Monday, March 4, 2013

The quantum brain and consciousness


I’ve been having an on-going discussion with a colleague about mind-brain duality and the nature of consciousness – when we both came across a piece of writing (author unknown) which goes something like this:


“If we work up a competent knowledge of the physics and electrical engineering of our TV sets, that knowledge will not help us to decide how far to trust the person talking on the screen". This was in the context of Mari Jibu and Kunio Yasue’s theoretical framework, Quantum Brain Dynamics (QBD) to help examine consciousness scientifically.

I wanted to pull together my thoughts and at the same time try and better understand QBD. This work seems to be based on the original physical theory of memory and brain functioning found in the work by Ricciardi and Umezawa in the 1960s. Jibu and Yasue aim to reveal the kind of physical phenomena that might underpin the process of consciousness from a physical point of view.

As we know there are numerous models explaining consciousness and even George Orwell's Nineteen Eighty-Four bleak outlook is a contender in Daniel Dennett's multiple drafts model of consciousness; a theory of consciousness based upon Cognitivism.

David Bohm took the view that quantum theory and relativity contradicted one another, and that this contradiction implied that there existed a more fundamental level in the physical universe pointing towards a deeper theory. This more fundamental level was proposed to represent an undivided wholeness and an implicate order, from which arises the explicate order of the universe as we experience it.

Bohm's proposed implicate order applies both to matter and consciousness, and he suggests that it could explain the relationship between them. Mind and matter are here seen as projections into our explicate order from the underlying reality of the implicate order. Bohm claims that when we look at the matter in space, we can see nothing in these concepts that helps us to understand consciousness.

Bohm sees the movement, change or flow and also the coherence of experiences, such as listening to music as a manifestation of the implicate order. He claims to derive evidence for this from the work of Jean Piaget in studying infants. Bohm, however, never proposed any specific brain mechanism by which his implicate order could emerge in a way that was relevant to consciousness, nor any means by which the propositions could be tested or falsified.

Roger Penrose and Stuart Hameroff collaborated to produce the theory known as Orchestrated Objective Reduction (Orch-OR) although each initially developing their ideas independently.  Penrose came to the problem from the point of view of pure mathematics and in particular Gödel's theorem.

Gödel, in 1931 proved that any theory capable of expressing elementary arithmetic cannot be both consistent and complete. Further to that, for any consistent formal theory that proves certain basic arithmetic truths there is an arithmetical statement that is true, but not provable in the theory. To put this in more simple terms; any system which is expressive enough to be consistent and complete is also expressive enough to contain self-referential statements which doom it to incompleteness.

In the 1989 book, The Emperor's New Mind, Penrose argued that the theorem showed that the brain had the ability to go beyond what could be achieved by axioms or formal systems.
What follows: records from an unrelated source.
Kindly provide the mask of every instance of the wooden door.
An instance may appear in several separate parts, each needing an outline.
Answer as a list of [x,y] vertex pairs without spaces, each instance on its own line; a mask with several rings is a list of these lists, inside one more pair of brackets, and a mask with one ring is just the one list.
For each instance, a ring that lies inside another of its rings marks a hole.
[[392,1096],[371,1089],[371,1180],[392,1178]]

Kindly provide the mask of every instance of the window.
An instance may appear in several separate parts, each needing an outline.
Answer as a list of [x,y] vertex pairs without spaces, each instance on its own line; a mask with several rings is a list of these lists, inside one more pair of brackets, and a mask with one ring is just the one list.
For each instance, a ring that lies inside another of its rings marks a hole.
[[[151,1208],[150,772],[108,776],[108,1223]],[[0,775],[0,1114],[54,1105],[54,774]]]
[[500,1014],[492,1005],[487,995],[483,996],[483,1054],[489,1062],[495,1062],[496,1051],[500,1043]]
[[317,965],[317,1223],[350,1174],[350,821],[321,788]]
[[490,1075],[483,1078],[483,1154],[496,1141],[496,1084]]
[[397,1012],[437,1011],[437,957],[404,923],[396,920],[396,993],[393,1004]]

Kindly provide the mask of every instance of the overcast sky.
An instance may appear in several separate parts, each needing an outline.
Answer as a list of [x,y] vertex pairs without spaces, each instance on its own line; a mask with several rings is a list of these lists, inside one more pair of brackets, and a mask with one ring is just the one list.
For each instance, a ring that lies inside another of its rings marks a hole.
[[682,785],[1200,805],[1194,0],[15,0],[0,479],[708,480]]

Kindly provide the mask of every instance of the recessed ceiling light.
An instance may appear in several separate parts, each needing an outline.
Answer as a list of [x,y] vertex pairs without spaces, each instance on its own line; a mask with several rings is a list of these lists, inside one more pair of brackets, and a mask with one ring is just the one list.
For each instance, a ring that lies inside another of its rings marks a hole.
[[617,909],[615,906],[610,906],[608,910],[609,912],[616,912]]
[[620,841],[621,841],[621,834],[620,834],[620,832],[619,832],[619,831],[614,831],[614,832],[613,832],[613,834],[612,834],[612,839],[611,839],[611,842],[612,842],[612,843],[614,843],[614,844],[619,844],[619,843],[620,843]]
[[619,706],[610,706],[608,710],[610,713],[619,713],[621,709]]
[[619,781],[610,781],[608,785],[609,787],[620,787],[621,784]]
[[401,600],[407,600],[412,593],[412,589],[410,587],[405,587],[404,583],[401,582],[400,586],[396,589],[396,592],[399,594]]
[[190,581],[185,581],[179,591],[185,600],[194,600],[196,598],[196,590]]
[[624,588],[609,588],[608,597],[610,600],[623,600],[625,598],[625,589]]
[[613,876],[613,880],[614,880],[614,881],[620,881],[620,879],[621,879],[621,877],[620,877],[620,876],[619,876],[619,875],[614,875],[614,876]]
He argued that this meant that the brain had some additional function that was not based on algorithms.   

Penrose went on to consider what it was in the human brain that was not driven by algorithms. Given the algorithm-based nature of most of physics, he decided that the random choice of position etc. that occurs when a quantum wave collapses into a particle was the only possibility for a non-computable process. However, Penrose conceded that the randomness of the wave function collapse, although free from algorithms, is not really a basis for any useful form of human understanding.

Penrose proposed a second form of wave function collapse that could apply where quanta did not interact with the environment, but might collapse on their own accord. He suggests that each quantum superposition has its own piece of space-time curvature, and when these become separated by more than the Planck length, they become unstable and collapse.